A student sits in a cafe during a protest Pablo Blazquez Dominguez/Getty Images

Aux racines du tribalisme occidental

ABU DHABI – Dans un roman de Hermann Hesse, Voyage en Orient, le narrateur, novice d'un groupe religieux appelé L'Ordre, décrit une figurine qui le représente à coté du chef du groupe, Léo : "Il semblait qu'à moment donné toute la substance d'une image allait se couler dans l'autre et qu'il n'en resterait plus qu'une : Léo. Il doit croître, je dois disparaître".

Hesse décrit le sacrifice de soi pour une cause plus grande. Il décrit aussi comment les peuples créent leurs héros. Qu'il s'agisse de Lénine, de Che Guevara, de Khomeini, de Chavez ou même de Trump, le "héros" n'existe qu'aux yeux de celui qui le regarde. Il constitue une image idéalisée de soi. Et comme la description de Hesse le montre, l'image du héros se nourrit aussi du moi, au point que l'individu doit disparaître.

Au cœur de ce processus se trouve le tribalisme. Les hommes ayant profondément besoin du sentiment d'appartenance et d'un leadership, ils constituent spontanément des groupes avec des chefs bien établis.

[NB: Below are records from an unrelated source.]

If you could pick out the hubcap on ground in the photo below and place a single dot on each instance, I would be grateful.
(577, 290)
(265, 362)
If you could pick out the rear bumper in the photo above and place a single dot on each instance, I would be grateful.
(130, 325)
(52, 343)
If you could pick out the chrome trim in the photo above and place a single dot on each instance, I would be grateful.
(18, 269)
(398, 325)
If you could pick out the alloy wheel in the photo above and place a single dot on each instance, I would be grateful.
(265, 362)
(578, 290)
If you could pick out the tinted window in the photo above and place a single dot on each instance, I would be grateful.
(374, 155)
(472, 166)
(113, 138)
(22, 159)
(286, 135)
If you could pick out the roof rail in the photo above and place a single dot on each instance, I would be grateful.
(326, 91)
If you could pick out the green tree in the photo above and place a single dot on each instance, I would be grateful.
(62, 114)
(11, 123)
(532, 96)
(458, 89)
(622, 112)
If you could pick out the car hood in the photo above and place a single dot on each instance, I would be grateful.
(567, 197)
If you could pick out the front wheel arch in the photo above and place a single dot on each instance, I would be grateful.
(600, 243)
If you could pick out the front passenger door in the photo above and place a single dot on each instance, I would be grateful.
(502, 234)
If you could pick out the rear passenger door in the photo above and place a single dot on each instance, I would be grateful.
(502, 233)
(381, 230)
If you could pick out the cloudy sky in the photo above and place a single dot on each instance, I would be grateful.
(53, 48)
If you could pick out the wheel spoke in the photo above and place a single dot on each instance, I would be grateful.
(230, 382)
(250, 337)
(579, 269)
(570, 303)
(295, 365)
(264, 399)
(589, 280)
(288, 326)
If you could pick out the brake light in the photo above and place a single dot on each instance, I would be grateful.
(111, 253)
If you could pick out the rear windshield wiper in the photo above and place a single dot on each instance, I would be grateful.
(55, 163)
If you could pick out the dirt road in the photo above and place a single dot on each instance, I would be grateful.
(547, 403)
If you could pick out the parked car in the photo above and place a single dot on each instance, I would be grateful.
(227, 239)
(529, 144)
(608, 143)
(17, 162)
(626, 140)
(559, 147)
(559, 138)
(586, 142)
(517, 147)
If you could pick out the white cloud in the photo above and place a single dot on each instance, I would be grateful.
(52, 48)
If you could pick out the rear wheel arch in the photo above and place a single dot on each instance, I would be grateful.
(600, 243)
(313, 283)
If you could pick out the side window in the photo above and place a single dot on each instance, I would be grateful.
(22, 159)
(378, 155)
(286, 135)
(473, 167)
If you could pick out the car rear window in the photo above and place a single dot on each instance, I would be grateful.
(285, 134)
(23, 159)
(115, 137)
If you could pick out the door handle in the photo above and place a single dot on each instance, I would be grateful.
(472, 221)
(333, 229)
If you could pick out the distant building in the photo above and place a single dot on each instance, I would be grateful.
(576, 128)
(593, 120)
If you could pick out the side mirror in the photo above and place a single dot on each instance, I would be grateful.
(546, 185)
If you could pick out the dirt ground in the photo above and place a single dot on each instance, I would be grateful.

Certains groupes sont l'expression positive de la collaboration et de la solidarité entre les individus. Mais si un groupe se fonde sur une idéologie ou sur une tribu particulière, il peut rejeter et opprimer l'autre - celui qui est extérieur au groupe - notamment s'il a à sa tête un chef charismatique et dominateur.